Ebu Rukayye Temim bin Evs ed-Dâri (ra)’den rivayet edilmiştir: Resulullah aleyhisselatu vesselam buyurdu ki:
“Din nasihattir.” Biz “Kimler için?” diye sorunca şöyle buyurdu:
“Allah için, kitabı için, Resulü için, Müslümanların imamları (idarecileri) ve bütün Müslümanlar için.” (Müslim, Ebu Davud, Nesai)
Nasihat, sözlükte samimi davranmak, öğüt vermek ve elbiseyi iyice dikmek manalarına gelen “Nush” kökünden gelip birçok manayı ihtiva eden veciz bir kelimedir. İbni Hacer’in Hattabi’den İbni Allan’ın da Fakihani’den naklettiğine göre Arap dilinde bu kelimenin manasını karşılayacak başka bir kelime yoktur.

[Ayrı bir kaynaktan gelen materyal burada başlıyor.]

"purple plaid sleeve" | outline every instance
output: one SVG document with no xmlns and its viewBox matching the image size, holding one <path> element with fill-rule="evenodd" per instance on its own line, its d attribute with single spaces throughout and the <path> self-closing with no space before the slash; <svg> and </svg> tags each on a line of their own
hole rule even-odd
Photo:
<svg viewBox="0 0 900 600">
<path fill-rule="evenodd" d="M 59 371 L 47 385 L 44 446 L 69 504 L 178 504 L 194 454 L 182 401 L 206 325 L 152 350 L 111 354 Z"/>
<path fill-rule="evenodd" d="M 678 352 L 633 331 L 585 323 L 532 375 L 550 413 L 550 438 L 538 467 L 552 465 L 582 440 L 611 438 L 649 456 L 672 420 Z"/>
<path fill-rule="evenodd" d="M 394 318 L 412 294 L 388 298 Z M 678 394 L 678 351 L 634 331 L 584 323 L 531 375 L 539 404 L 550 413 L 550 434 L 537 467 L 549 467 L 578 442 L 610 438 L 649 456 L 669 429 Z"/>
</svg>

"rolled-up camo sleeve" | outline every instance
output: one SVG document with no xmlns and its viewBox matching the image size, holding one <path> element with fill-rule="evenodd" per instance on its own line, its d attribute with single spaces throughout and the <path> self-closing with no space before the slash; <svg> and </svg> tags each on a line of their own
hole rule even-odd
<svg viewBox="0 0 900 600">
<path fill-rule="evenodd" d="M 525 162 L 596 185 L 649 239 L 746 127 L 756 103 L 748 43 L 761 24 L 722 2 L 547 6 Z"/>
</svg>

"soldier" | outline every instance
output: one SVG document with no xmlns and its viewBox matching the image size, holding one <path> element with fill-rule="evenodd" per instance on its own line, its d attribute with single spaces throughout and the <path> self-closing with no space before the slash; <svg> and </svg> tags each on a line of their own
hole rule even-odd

Zira İslami bir terim olan “Nasihat”; halis bir niyetle kendisi için nasihatte bulunulanın her yönden hayrını istemektir. Yırtılan elbisesini iğneyle dikip ıslah etmeye çalışan adamın yaptığı gibi nasihat eden kişi de bal mumundan arıtılmış halis bal gibi olan halis bir niyetle nasihat edilenin dağınık işlerini bir araya getirip ıslah etmeye çalışır. İşte bu manadaki nasihat, Allah azimuşşan’ın yüce kitabında insanlığın rehberleri olan peygamberlerini (aleyhimüsselam) onunla övdüğü mukaddes bir görevdir. Nitekim Allah-u Teala Hz. Nuh aleyhisselam’ın: “(Ey kavmim!) ben sizin için nasihat ediyorum.” (A’raf: 62) Hz. Hûd aleyhisselam’ın da “… ve hiç şüphesiz ben sizin için güvenilir bir nasihat ediciyim” (A’raf: 68) dediğini buyurmuştur.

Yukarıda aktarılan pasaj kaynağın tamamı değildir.